The concatenated AnnData, where adata.obs[batch_key] stores a categorical variable labeling the batch.

Return type:

integrated_adata

spateo.tools.cluster.pca_spateo(adata: anndata.AnnData, X_data: numpy.ndarray | None = None, n_pca_components: int | None = None, pca_key: str | None = 'X_pca', genes: list | None = None, layer: str | None = None, random_state: int | None = 1)[source]

Do PCA for dimensional reduction.

Parameters:
adata

An Anndata object.

X_data

The user supplied data that will be used for dimension reduction directly.

n_pca_components

The number of principal components that PCA will retain. If none, will Calculate the inflection point of the PCA curve to obtain the number of principal components that the PCA should retain.

pca_key

Add the PCA result to obsm using this key.

genes

The list of genes that will be used to subset the data for dimension reduction and clustering. If None, all genes will be used.

layer

The layer that will be used to retrieve data for dimension reduction and clustering. If None, will use adata.X.

Returns:

The processed AnnData, where adata.obsm[pca_key] stores the PCA result.

Return type:

adata_after_pca

spateo.tools.cluster.pearson_residuals(adata: anndata.AnnData, n_top_genes: int | None = 3000, subset: bool = False, theta: float = 100, clip: float | None = None, check_values: bool = True)[source]

Preprocess UMI count data with analytic Pearson residuals.

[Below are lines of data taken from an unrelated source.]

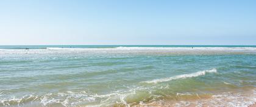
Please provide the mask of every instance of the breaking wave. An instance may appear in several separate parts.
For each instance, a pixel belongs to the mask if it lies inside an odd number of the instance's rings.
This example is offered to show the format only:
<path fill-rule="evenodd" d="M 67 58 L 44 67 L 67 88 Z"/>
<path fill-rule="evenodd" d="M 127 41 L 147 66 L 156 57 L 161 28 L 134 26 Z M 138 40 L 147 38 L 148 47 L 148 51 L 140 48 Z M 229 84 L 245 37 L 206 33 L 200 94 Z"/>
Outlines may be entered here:
<path fill-rule="evenodd" d="M 217 73 L 217 70 L 216 68 L 213 68 L 209 70 L 198 71 L 198 72 L 193 73 L 191 74 L 185 74 L 176 76 L 174 77 L 164 78 L 164 79 L 155 79 L 153 80 L 146 81 L 146 82 L 143 82 L 148 83 L 160 83 L 160 82 L 168 82 L 168 81 L 178 79 L 185 79 L 185 78 L 189 78 L 189 77 L 198 77 L 200 76 L 205 75 L 207 73 Z"/>

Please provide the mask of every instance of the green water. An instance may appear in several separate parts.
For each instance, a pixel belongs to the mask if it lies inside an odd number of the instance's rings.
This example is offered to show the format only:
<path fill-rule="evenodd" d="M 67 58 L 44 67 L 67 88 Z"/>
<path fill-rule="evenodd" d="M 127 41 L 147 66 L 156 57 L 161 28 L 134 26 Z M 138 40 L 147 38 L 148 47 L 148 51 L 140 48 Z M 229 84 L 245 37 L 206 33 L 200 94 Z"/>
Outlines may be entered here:
<path fill-rule="evenodd" d="M 0 48 L 0 106 L 126 106 L 256 86 L 255 46 Z M 256 99 L 240 102 L 229 103 L 246 106 Z"/>

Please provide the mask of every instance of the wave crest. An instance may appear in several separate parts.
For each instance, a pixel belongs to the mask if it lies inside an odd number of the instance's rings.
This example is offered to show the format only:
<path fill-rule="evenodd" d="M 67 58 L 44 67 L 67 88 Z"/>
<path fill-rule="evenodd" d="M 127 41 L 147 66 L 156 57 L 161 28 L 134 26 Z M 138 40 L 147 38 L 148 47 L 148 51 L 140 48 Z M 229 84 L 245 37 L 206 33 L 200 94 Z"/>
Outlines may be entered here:
<path fill-rule="evenodd" d="M 146 82 L 143 82 L 148 83 L 157 83 L 160 82 L 168 82 L 168 81 L 178 79 L 185 79 L 185 78 L 189 78 L 189 77 L 198 77 L 200 76 L 205 75 L 206 73 L 218 73 L 218 72 L 216 68 L 213 68 L 209 70 L 204 70 L 204 71 L 198 71 L 198 72 L 193 73 L 191 74 L 178 75 L 178 76 L 170 77 L 168 78 L 164 78 L 164 79 L 154 79 L 153 80 L 146 81 Z"/>

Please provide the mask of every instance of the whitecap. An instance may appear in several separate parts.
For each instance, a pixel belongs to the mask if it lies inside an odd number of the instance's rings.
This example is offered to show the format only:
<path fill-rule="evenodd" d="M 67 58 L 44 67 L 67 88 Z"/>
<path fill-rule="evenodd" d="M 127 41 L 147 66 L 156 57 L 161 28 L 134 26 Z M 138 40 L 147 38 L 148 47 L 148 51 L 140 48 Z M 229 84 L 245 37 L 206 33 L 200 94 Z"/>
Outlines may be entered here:
<path fill-rule="evenodd" d="M 149 80 L 149 81 L 146 81 L 146 82 L 142 82 L 148 83 L 160 83 L 160 82 L 168 82 L 168 81 L 178 79 L 186 79 L 186 78 L 190 78 L 190 77 L 198 77 L 200 76 L 205 75 L 205 73 L 217 73 L 217 70 L 216 68 L 213 68 L 209 70 L 204 70 L 204 71 L 198 71 L 198 72 L 193 73 L 191 74 L 181 74 L 181 75 L 178 75 L 178 76 L 176 76 L 173 77 L 168 77 L 168 78 L 157 79 L 154 79 L 153 80 Z"/>

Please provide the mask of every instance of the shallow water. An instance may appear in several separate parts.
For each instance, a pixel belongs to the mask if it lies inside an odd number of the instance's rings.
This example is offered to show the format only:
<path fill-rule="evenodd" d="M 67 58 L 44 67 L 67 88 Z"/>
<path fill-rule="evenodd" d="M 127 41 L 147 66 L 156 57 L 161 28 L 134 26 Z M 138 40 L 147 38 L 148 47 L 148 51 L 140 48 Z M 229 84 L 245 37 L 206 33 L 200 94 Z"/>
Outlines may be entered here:
<path fill-rule="evenodd" d="M 256 102 L 255 46 L 0 48 L 0 106 L 246 106 Z M 204 100 L 208 103 L 200 103 Z"/>

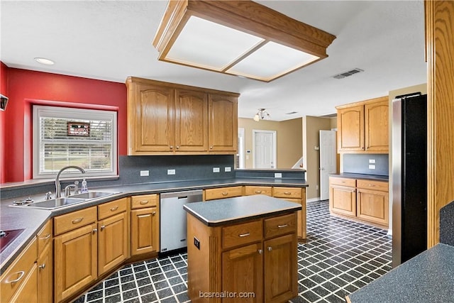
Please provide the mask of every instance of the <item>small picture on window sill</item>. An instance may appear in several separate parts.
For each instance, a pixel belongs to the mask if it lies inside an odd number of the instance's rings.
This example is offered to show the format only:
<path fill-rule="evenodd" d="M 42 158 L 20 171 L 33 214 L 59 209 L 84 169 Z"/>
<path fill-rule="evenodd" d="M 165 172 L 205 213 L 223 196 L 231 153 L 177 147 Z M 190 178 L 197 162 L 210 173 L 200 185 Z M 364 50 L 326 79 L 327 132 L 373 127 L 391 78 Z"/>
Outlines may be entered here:
<path fill-rule="evenodd" d="M 67 122 L 68 136 L 89 137 L 90 123 L 86 122 Z"/>

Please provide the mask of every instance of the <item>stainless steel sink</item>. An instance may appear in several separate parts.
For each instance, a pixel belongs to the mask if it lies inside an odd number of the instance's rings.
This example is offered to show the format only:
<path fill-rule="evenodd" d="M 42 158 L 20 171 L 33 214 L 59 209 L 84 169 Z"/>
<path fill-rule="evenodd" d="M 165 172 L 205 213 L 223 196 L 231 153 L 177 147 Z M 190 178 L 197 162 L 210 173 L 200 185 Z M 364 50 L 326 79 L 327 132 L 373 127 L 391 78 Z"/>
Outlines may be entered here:
<path fill-rule="evenodd" d="M 70 197 L 78 199 L 95 199 L 101 198 L 101 197 L 109 196 L 114 194 L 114 192 L 83 192 L 82 194 L 73 194 L 72 196 L 70 196 Z"/>

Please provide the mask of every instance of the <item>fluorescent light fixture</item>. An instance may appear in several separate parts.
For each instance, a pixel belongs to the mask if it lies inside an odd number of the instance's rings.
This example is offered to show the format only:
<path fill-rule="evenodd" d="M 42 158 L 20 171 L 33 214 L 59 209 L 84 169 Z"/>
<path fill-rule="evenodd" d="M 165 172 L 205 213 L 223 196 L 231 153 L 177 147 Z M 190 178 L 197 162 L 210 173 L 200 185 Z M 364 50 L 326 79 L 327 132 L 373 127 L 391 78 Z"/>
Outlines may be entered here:
<path fill-rule="evenodd" d="M 336 36 L 252 1 L 169 1 L 162 61 L 270 82 L 323 59 Z"/>
<path fill-rule="evenodd" d="M 50 59 L 46 59 L 46 58 L 35 57 L 35 61 L 45 65 L 53 65 L 55 64 L 55 62 L 52 60 Z"/>

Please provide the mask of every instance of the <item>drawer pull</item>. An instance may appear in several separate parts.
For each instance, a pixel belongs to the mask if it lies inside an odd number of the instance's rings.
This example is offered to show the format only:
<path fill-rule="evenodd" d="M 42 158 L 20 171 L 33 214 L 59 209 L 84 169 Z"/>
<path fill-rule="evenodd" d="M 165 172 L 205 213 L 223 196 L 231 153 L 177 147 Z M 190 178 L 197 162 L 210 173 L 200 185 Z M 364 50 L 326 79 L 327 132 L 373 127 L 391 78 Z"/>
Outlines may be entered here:
<path fill-rule="evenodd" d="M 45 235 L 45 237 L 40 238 L 40 240 L 47 240 L 50 238 L 50 233 L 48 233 Z"/>
<path fill-rule="evenodd" d="M 83 219 L 84 219 L 83 216 L 82 218 L 74 219 L 74 220 L 72 220 L 72 224 L 77 224 L 78 223 L 82 222 Z"/>
<path fill-rule="evenodd" d="M 23 277 L 23 275 L 26 274 L 26 272 L 24 272 L 23 270 L 21 270 L 20 272 L 17 272 L 17 274 L 19 275 L 19 276 L 17 277 L 17 279 L 13 280 L 7 280 L 6 281 L 5 281 L 6 283 L 16 283 L 16 282 L 19 282 L 21 280 L 21 279 L 22 279 L 22 277 Z"/>

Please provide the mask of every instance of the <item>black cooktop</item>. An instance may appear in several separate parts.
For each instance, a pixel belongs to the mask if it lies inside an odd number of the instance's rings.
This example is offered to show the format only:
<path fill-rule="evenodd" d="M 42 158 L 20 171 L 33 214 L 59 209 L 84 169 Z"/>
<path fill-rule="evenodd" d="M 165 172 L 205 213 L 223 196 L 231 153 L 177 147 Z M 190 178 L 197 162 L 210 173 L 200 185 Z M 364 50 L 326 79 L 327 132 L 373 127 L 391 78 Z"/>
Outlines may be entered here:
<path fill-rule="evenodd" d="M 21 234 L 23 229 L 13 229 L 11 231 L 0 230 L 0 252 Z"/>

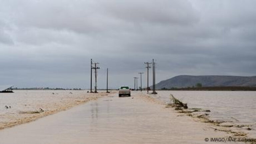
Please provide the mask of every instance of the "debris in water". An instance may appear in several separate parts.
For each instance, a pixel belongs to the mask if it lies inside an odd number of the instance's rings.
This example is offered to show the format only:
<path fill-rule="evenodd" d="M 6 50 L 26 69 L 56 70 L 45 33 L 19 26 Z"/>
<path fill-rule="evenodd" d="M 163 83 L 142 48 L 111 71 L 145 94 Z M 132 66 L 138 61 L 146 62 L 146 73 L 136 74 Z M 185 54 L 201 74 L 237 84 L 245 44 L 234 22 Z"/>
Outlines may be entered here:
<path fill-rule="evenodd" d="M 171 106 L 172 107 L 176 107 L 176 108 L 179 107 L 181 108 L 184 108 L 187 109 L 188 108 L 188 106 L 186 103 L 183 103 L 181 101 L 175 98 L 172 94 L 170 96 L 170 99 L 172 100 L 173 104 L 168 104 L 166 107 Z"/>
<path fill-rule="evenodd" d="M 43 112 L 44 111 L 44 110 L 43 110 L 43 109 L 42 109 L 41 108 L 39 108 L 39 112 Z"/>

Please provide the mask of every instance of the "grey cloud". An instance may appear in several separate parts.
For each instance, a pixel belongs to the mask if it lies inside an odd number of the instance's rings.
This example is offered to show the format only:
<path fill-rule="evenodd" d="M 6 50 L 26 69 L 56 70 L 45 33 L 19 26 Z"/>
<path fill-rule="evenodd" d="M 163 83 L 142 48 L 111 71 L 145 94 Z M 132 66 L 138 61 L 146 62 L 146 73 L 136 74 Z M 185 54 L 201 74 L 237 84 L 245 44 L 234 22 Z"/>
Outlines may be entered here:
<path fill-rule="evenodd" d="M 88 88 L 91 58 L 100 63 L 100 88 L 107 68 L 112 88 L 132 86 L 152 58 L 157 81 L 180 74 L 255 75 L 254 1 L 2 3 L 3 85 Z"/>

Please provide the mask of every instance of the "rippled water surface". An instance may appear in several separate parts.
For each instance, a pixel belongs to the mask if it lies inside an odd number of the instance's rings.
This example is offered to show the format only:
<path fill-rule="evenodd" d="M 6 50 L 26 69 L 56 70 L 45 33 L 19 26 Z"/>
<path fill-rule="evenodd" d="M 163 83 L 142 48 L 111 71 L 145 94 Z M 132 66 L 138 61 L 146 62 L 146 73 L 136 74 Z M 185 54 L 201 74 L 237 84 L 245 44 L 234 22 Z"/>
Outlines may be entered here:
<path fill-rule="evenodd" d="M 256 136 L 256 92 L 158 91 L 152 96 L 167 103 L 170 94 L 188 104 L 189 108 L 210 110 L 211 119 L 232 121 L 235 125 L 252 125 Z"/>

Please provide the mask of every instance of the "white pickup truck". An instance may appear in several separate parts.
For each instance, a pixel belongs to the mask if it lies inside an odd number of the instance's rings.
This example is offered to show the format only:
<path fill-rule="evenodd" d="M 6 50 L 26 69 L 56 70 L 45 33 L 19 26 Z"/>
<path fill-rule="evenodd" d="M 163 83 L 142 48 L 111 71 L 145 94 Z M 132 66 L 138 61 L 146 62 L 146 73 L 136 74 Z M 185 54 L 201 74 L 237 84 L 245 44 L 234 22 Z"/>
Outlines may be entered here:
<path fill-rule="evenodd" d="M 119 96 L 128 95 L 131 96 L 131 90 L 128 86 L 121 86 L 119 89 Z"/>

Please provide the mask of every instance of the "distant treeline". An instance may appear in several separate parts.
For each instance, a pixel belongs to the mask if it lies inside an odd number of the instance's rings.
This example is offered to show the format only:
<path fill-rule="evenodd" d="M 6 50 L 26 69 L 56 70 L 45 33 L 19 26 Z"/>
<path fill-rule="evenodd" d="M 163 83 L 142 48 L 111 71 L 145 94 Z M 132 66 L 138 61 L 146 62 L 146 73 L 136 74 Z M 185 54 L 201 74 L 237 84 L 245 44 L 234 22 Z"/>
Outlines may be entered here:
<path fill-rule="evenodd" d="M 161 90 L 191 90 L 191 91 L 256 91 L 256 87 L 241 87 L 241 86 L 216 86 L 204 87 L 188 87 L 186 88 L 171 88 L 167 89 L 163 88 Z"/>

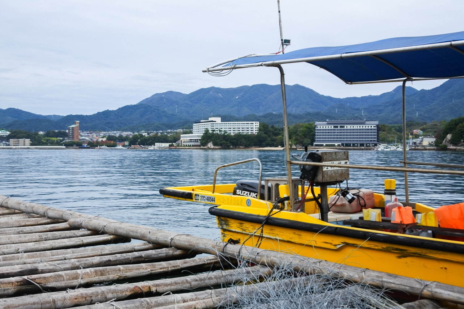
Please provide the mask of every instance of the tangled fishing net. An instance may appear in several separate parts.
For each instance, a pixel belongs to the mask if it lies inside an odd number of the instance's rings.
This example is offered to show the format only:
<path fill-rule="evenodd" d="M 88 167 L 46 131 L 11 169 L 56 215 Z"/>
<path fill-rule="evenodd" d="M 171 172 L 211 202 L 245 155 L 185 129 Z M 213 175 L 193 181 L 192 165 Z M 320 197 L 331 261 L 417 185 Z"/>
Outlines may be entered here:
<path fill-rule="evenodd" d="M 241 262 L 239 268 L 248 266 L 248 263 Z M 404 308 L 387 296 L 385 291 L 337 278 L 331 276 L 330 270 L 309 275 L 296 271 L 294 266 L 279 265 L 264 278 L 257 276 L 250 279 L 249 276 L 244 276 L 242 282 L 229 288 L 218 307 L 227 309 Z"/>

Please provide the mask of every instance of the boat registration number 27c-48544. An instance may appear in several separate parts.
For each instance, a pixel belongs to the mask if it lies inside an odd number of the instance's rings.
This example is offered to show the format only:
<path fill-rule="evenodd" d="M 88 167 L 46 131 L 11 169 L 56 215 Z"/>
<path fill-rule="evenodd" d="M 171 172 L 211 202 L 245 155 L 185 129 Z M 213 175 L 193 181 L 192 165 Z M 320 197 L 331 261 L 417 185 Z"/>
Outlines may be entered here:
<path fill-rule="evenodd" d="M 216 198 L 214 196 L 205 195 L 202 194 L 195 193 L 193 198 L 195 201 L 198 201 L 198 202 L 206 202 L 210 203 L 216 202 Z"/>

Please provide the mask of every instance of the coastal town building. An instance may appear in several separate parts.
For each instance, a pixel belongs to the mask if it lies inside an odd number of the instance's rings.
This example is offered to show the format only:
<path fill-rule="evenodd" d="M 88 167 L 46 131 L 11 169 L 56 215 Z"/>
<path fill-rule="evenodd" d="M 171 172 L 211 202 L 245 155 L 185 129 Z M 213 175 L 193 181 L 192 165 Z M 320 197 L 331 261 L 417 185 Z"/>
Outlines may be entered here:
<path fill-rule="evenodd" d="M 202 133 L 180 134 L 180 146 L 196 146 L 199 147 L 200 146 L 200 140 L 201 139 L 202 136 L 203 136 Z"/>
<path fill-rule="evenodd" d="M 365 147 L 379 143 L 379 121 L 365 119 L 328 119 L 316 121 L 315 146 Z"/>
<path fill-rule="evenodd" d="M 71 140 L 79 140 L 79 121 L 74 121 L 74 124 L 68 127 L 68 139 Z"/>
<path fill-rule="evenodd" d="M 210 132 L 231 134 L 256 134 L 259 130 L 259 121 L 221 121 L 221 117 L 212 117 L 193 124 L 192 133 L 202 134 L 207 129 Z"/>
<path fill-rule="evenodd" d="M 30 146 L 29 139 L 10 139 L 10 146 Z"/>
<path fill-rule="evenodd" d="M 422 130 L 413 130 L 412 134 L 417 134 L 418 135 L 422 135 L 423 134 Z"/>
<path fill-rule="evenodd" d="M 422 146 L 430 146 L 434 145 L 437 139 L 434 137 L 424 137 L 422 139 Z"/>

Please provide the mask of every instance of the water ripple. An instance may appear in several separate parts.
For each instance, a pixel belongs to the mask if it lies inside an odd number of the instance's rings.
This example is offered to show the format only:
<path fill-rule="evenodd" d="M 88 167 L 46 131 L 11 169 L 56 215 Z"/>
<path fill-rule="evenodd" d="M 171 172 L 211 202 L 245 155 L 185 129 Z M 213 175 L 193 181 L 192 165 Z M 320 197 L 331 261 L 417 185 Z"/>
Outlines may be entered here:
<path fill-rule="evenodd" d="M 218 165 L 251 158 L 262 161 L 264 177 L 284 177 L 284 157 L 282 151 L 4 150 L 0 151 L 0 194 L 218 239 L 216 220 L 208 213 L 209 205 L 165 198 L 158 190 L 211 183 Z M 462 164 L 464 153 L 409 151 L 408 157 L 411 161 Z M 400 151 L 350 151 L 350 162 L 354 164 L 401 166 L 401 159 Z M 293 170 L 298 175 L 297 167 Z M 258 164 L 250 163 L 220 170 L 217 181 L 257 179 L 258 174 Z M 411 201 L 434 207 L 463 202 L 462 177 L 417 173 L 408 177 Z M 398 195 L 404 195 L 402 172 L 352 169 L 350 178 L 350 187 L 377 192 L 383 191 L 383 179 L 393 178 Z"/>

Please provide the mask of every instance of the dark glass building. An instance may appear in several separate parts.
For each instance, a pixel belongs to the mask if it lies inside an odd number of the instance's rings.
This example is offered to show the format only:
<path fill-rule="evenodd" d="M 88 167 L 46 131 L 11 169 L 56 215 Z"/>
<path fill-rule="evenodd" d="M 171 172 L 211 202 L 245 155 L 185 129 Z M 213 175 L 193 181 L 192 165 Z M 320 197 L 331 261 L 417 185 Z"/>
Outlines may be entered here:
<path fill-rule="evenodd" d="M 315 146 L 369 147 L 379 143 L 379 121 L 328 119 L 316 121 Z"/>

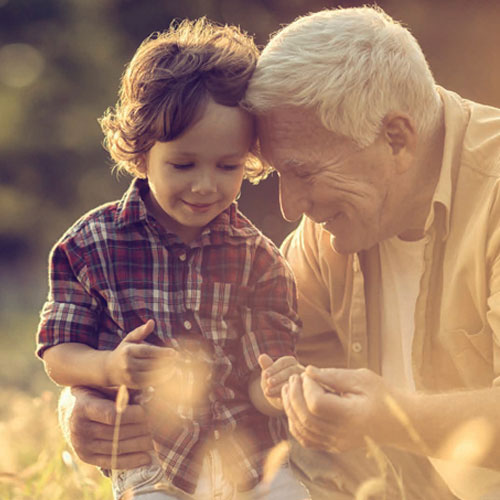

Pearson residuals transform raw UMI counts into a representation where three aims are achieved:

1.Remove the technical variation that comes from differences in total counts between cells; 2.Stabilize the mean-variance relationship across genes, i.e. ensure that biological signal from both low and

high expression genes can contribute similarly to downstream processing

3.Genes that are homogeneously expressed (like housekeeping genes) have small variance, while genes that are

differentially expressed (like marker genes) have high variance

Parameters:
adata

An anndata object.

n_top_genes

Number of highly-variable genes to keep.

subset

Inplace subset to highly-variable genes if True otherwise merely indicate highly variable genes.

theta

The negative binomial overdispersion parameter theta for Pearson residuals. Higher values correspond to less overdispersion (var = mean + mean^2/theta), and theta=np.Inf corresponds to a Poisson model.

clip

Determines if and how residuals are clipped: * If None, residuals are clipped to the interval [-sqrt(n), sqrt(n)], where n is the number of cells

in the dataset (default behavior).

  • If any scalar c, residuals are clipped to the interval [-c, c]. Set clip=np.Inf for no clipping.

check_values

Check if counts in selected layer are integers. A Warning is returned if set to True.

Returns:

Updates adata with the field adata.obsm["pearson_residuals"], containing pearson_residuals.